# Problem 6

## Problem Description
In this problem you will train decision tree and random forest models using sklearn on a real world dataset. The dataset is the *Cylinder Bands Data Set* from the UCI Machine Learning Repository: [https://archive.ics.uci.edu/ml/datasets/Cylinder+Bands](https://archive.ics.uci.edu/ml/datasets/Cylinder+Bands). The dataset is generated from rotogravure printers, with 39 unique features, and a binary classification label for each sample. The class is either 0, for 'band' or 1 for 'no band', where banding is an undesirable process delay that arises during the rotogravure printing process. By training ML models on this dataset, you could help identify or predict cases where these process delays are avoidable, thereby improving the efficiency of the printing. For the sake of this exercise, we only consider features 21-39 in the above link, and have removed any samples with missing values in that range. No further processing of the data is required on your behalf. The data has been partitioned into a training and testing set using an 80/20 split. Your models will be trained on just the train set, and accuracy results will be reported on both the training and testing sets.

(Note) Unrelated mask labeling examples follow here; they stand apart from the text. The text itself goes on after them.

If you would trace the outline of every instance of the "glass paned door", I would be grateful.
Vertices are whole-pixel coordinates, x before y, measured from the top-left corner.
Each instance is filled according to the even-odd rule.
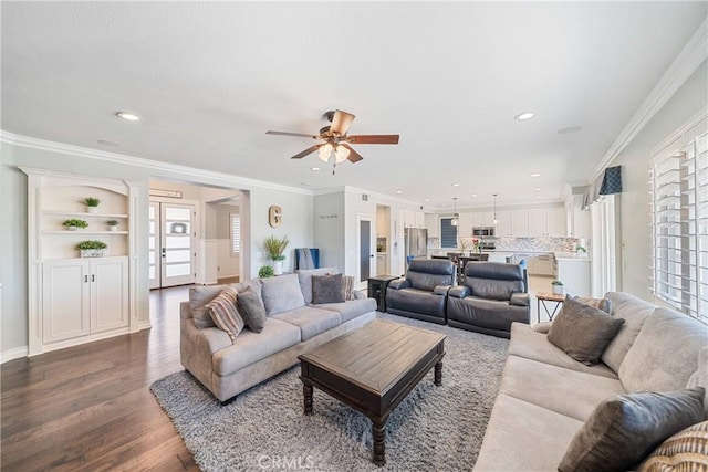
[[[195,282],[194,214],[191,204],[150,203],[150,289]]]

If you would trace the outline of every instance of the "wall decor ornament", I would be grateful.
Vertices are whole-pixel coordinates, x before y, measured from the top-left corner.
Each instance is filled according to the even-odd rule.
[[[271,228],[278,228],[283,222],[283,210],[273,204],[268,209],[268,224]]]

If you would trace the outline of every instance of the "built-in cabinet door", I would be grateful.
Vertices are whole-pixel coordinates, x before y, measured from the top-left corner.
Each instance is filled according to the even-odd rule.
[[[125,258],[94,259],[91,272],[91,332],[128,325],[128,271]]]
[[[511,212],[511,234],[517,238],[529,235],[529,212],[527,210],[513,210]]]
[[[42,264],[42,342],[91,334],[91,274],[82,260]]]
[[[497,212],[497,229],[494,235],[498,238],[510,237],[511,232],[511,211]]]

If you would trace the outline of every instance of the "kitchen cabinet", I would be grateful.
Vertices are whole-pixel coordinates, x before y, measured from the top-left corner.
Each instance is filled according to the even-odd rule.
[[[129,262],[138,247],[138,185],[20,169],[28,176],[29,356],[139,331],[140,290]],[[82,203],[87,197],[101,200],[96,212]],[[88,225],[70,231],[69,219]],[[107,245],[104,255],[79,258],[76,243],[93,240]]]
[[[516,238],[525,238],[529,235],[528,210],[511,211],[511,234]]]
[[[457,223],[458,238],[472,237],[472,213],[459,213]]]
[[[440,238],[440,217],[425,213],[425,228],[428,230],[428,238]]]
[[[128,325],[127,258],[49,261],[42,268],[42,340]]]
[[[511,211],[498,211],[497,212],[497,228],[494,230],[497,238],[513,235],[511,229]]]

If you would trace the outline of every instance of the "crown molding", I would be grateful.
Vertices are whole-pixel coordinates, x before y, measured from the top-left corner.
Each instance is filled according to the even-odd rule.
[[[139,167],[155,171],[155,178],[166,178],[162,174],[177,175],[188,182],[195,183],[217,183],[229,188],[238,188],[241,190],[250,190],[253,188],[288,191],[291,193],[312,196],[312,190],[301,189],[298,187],[289,187],[280,183],[268,182],[264,180],[249,179],[247,177],[233,176],[230,174],[216,172],[211,170],[198,169],[196,167],[180,166],[169,162],[160,162],[157,160],[146,159],[143,157],[128,156],[125,154],[110,153],[105,150],[91,149],[81,146],[56,143],[46,139],[32,138],[29,136],[17,135],[14,133],[0,129],[0,143],[23,147],[28,149],[45,150],[50,153],[65,154],[87,159],[102,160],[112,164],[121,164],[125,166]],[[204,180],[204,181],[202,181]]]
[[[676,60],[666,70],[642,106],[624,127],[617,139],[610,146],[593,171],[591,181],[595,181],[614,159],[632,143],[637,134],[656,115],[681,85],[708,57],[708,20],[698,27]]]

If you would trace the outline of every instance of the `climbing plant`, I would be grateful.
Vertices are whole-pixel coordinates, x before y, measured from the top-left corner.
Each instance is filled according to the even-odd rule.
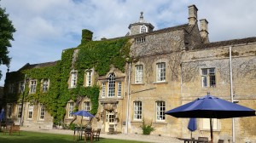
[[[83,30],[81,44],[77,48],[63,50],[61,60],[55,65],[10,72],[7,76],[6,83],[22,81],[25,75],[27,79],[36,79],[38,82],[34,94],[29,94],[29,83],[26,83],[24,101],[44,104],[55,123],[63,121],[67,112],[66,106],[69,100],[78,102],[78,100],[88,97],[92,106],[90,112],[96,114],[100,88],[97,85],[84,86],[84,72],[94,68],[99,76],[103,76],[109,72],[111,66],[125,72],[131,44],[127,38],[90,41],[91,37],[91,31]],[[79,51],[76,58],[73,57],[75,50]],[[76,88],[69,89],[68,79],[72,70],[78,72],[78,81]],[[49,79],[49,91],[45,93],[41,89],[43,79]],[[21,94],[18,92],[13,96],[16,96],[15,100],[22,98]],[[78,109],[78,106],[75,109]]]

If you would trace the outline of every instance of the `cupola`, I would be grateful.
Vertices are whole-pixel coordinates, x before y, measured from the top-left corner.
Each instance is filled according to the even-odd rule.
[[[130,24],[128,28],[130,29],[130,32],[127,33],[127,36],[150,32],[153,31],[154,27],[151,25],[151,23],[148,23],[144,20],[143,12],[141,12],[139,20],[137,22]]]

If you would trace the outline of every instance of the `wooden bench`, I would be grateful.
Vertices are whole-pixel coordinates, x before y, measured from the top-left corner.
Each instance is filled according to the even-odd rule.
[[[13,133],[19,133],[20,135],[20,126],[19,125],[9,125],[6,127],[5,130],[3,131],[3,134],[6,134],[6,133],[9,132],[9,134],[11,135]]]

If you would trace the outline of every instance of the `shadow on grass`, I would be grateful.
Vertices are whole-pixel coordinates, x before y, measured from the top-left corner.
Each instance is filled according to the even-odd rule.
[[[84,140],[73,141],[73,135],[58,134],[47,134],[38,132],[27,132],[20,131],[19,133],[14,133],[12,135],[3,134],[0,132],[0,142],[1,143],[82,143]],[[90,140],[87,140],[90,142]],[[100,138],[100,141],[93,140],[93,142],[98,143],[143,143],[133,140],[122,140],[114,139],[104,139]]]

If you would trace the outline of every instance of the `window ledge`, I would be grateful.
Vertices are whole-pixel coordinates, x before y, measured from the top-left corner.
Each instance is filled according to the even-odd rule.
[[[154,123],[154,124],[168,124],[168,123],[166,123],[166,122],[154,122],[154,123]]]
[[[200,131],[209,132],[210,129],[200,129]],[[220,129],[212,129],[212,132],[220,132]]]
[[[143,123],[143,120],[132,120],[131,123]]]
[[[145,85],[145,83],[134,83],[131,85]]]
[[[77,87],[73,87],[73,88],[70,88],[70,87],[68,87],[68,89],[76,89]]]
[[[162,83],[168,83],[168,82],[165,81],[165,82],[154,82],[154,83],[153,83],[153,84],[162,84]]]
[[[124,97],[100,97],[99,100],[124,100]]]
[[[65,120],[73,120],[73,117],[67,117],[67,118],[65,118]]]

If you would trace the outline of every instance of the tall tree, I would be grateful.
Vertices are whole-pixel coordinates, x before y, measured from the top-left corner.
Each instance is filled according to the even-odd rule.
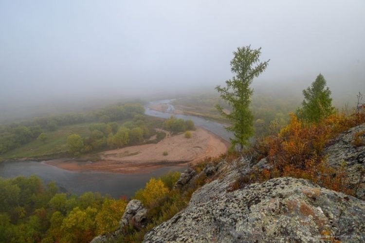
[[[260,54],[261,48],[252,49],[251,45],[237,48],[231,61],[231,71],[234,76],[226,81],[226,87],[216,87],[220,97],[230,105],[231,111],[225,112],[219,104],[216,107],[232,123],[226,129],[235,136],[231,138],[232,146],[239,145],[240,149],[254,134],[254,116],[249,107],[253,89],[250,86],[254,78],[266,69],[270,61],[261,62]]]
[[[331,91],[326,87],[327,82],[321,73],[310,87],[303,90],[304,100],[302,108],[296,113],[301,120],[309,122],[316,122],[334,112],[332,106]]]

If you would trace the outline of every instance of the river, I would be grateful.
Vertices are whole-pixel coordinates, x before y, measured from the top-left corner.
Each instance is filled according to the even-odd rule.
[[[171,100],[152,102],[151,104],[168,104],[168,111],[172,112],[173,106]],[[146,115],[162,118],[171,115],[145,107]],[[177,118],[193,121],[197,126],[203,127],[229,140],[230,133],[224,129],[221,124],[208,121],[203,118],[185,115],[174,115]],[[80,194],[86,191],[99,192],[102,195],[109,194],[117,198],[123,195],[129,197],[138,190],[143,188],[151,177],[162,175],[170,171],[180,171],[182,167],[167,167],[156,170],[146,174],[120,174],[99,172],[72,172],[59,169],[46,164],[35,161],[4,162],[0,163],[0,176],[11,178],[22,175],[35,175],[47,183],[56,182],[60,188],[68,192]]]

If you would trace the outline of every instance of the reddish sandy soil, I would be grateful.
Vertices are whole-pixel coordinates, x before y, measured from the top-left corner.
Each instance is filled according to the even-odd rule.
[[[109,150],[98,154],[96,162],[58,159],[46,163],[74,171],[94,171],[116,173],[146,173],[169,166],[186,166],[206,157],[214,157],[227,151],[229,144],[201,128],[191,132],[192,137],[183,134],[171,136],[156,144],[144,144]],[[168,155],[164,156],[164,152]]]

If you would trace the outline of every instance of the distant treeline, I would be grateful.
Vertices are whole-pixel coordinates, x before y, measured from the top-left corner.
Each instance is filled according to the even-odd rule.
[[[161,127],[162,121],[146,119],[141,114],[134,115],[130,121],[121,125],[115,122],[97,123],[90,125],[88,136],[77,133],[67,138],[70,152],[76,155],[106,148],[120,148],[140,144],[157,133],[155,128]],[[158,139],[160,138],[158,136]]]
[[[36,117],[21,122],[0,124],[0,155],[36,139],[44,131],[56,130],[59,126],[95,121],[108,122],[131,119],[144,112],[142,104],[131,103],[111,105],[90,112]]]
[[[164,132],[156,131],[156,128],[162,127],[174,134],[195,129],[191,120],[184,121],[171,116],[163,123],[160,120],[147,120],[146,116],[137,114],[131,121],[121,125],[115,122],[93,124],[89,128],[90,134],[88,137],[72,134],[67,138],[67,145],[70,152],[78,156],[103,149],[120,148],[143,142],[157,142],[165,136]],[[155,139],[146,140],[155,135]]]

Fill out the notebook as instructed, making the requested plots and printing necessary values. 

*You are welcome to use any of the code provided in the lecture activities.*

#### Summary of deliverables:

- Accuracy function
- Report accuracy of the DT model on the training and testing set
- Report accuracy of the Random Forest model on the training and testing set

#### Imports and Utility Functions:

In [1]:
import numpy as np
from sklearn.tree import DecisionTreeClassifier
from sklearn.ensemble import RandomForestClassifier

## Load the data

Use the `np.load()` function to load "w5-hw1-train.npy" (training data) and "w5-hw1-test.npy" (testing data). The first 19 columns of each are the features. The last column is the label

In [12]:
# YOUR CODE GOES HERE
train_data = np.load("data/w5-hw1-train.npy")
test_data = np.load("data/w5-hw1-test.npy")

X_train = train_data[:, :19]
y_train = train_data[:, -1]

X_test = test_data[:, :19]
y_test = test_data[:, -1]

## Write an accuracy function

Write a function `accuracy(pred,label)` that takes in the models prediction, and returns the percentage of predictions that match the corresponding labels.

In [9]:
# YOUR CODE GOES HERE
def accuracy(pred, label):
    acc = np.sum((pred == label)) * 100 / len(pred)
    return acc

## Train a decision tree model

Train a decision tree using `DecisionTreeClassifier()` with a `max_depth` of 10 and using a `random_state` of 0 to ensure repeatable results. Print the accuracy of the model on both the training and testing sets.

In [19]:
# YOUR CODE GOES HERE
model = DecisionTreeClassifier(max_depth = 10, random_state = 0)
model.fit(X_train, y_train)

print("Model accuracy of DecisionTreeClassifier on training data: ", accuracy(model.predict(X_train), y_train))
print("Model accuracy of DecisionTreeClassifier on test data: ", accuracy(model.predict(X_test), y_test))

Model accuracy on training data:  93.12714776632302
Model accuracy on test data:  65.75342465753425


## Train a random forest model

Train a random forest model using `RandomForestClassifier()` with a `max_depth` of 10, a `n_estimators` of 100, and using a random state of `0` to ensure repeatable results. Print the accuracy of the model on both the training and testing sets. 

In [20]:
# YOUR CODE GOES HERE
model_ = RandomForestClassifier(max_depth = 10, n_estimators = 100, random_state = 0)
model_.fit(X_train, y_train)

print("Model accuracy of RandomForestClassifier on training data: ", accuracy(model_.predict(X_train), y_train))
print("Model accuracy of RandomForestClassifier on test data: ", accuracy(model_.predict(X_test), y_test))

Model accuracy of RandomForestClassifier on training data:  100.0
Model accuracy of RandomForestClassifier on test data:  82.1917808219178


## Discuss the performance of the models

Compare the training and testing accuracy of the two models, and explain why the random forest model is advantageous compared to a standard decision tree model

# 

A single decision tree might not be very accurate, especially if the depth is limited, there is noise in the data etc. Whereas in a random forest model, predictions of multiple decision trees are averaged out, resulting in irregularities being smoothened out and making the model less sensitive to noise and outliers. A decision might also be overfit to the data, which is avoided in random forest models, as the averaging and randomness generalizes the data better.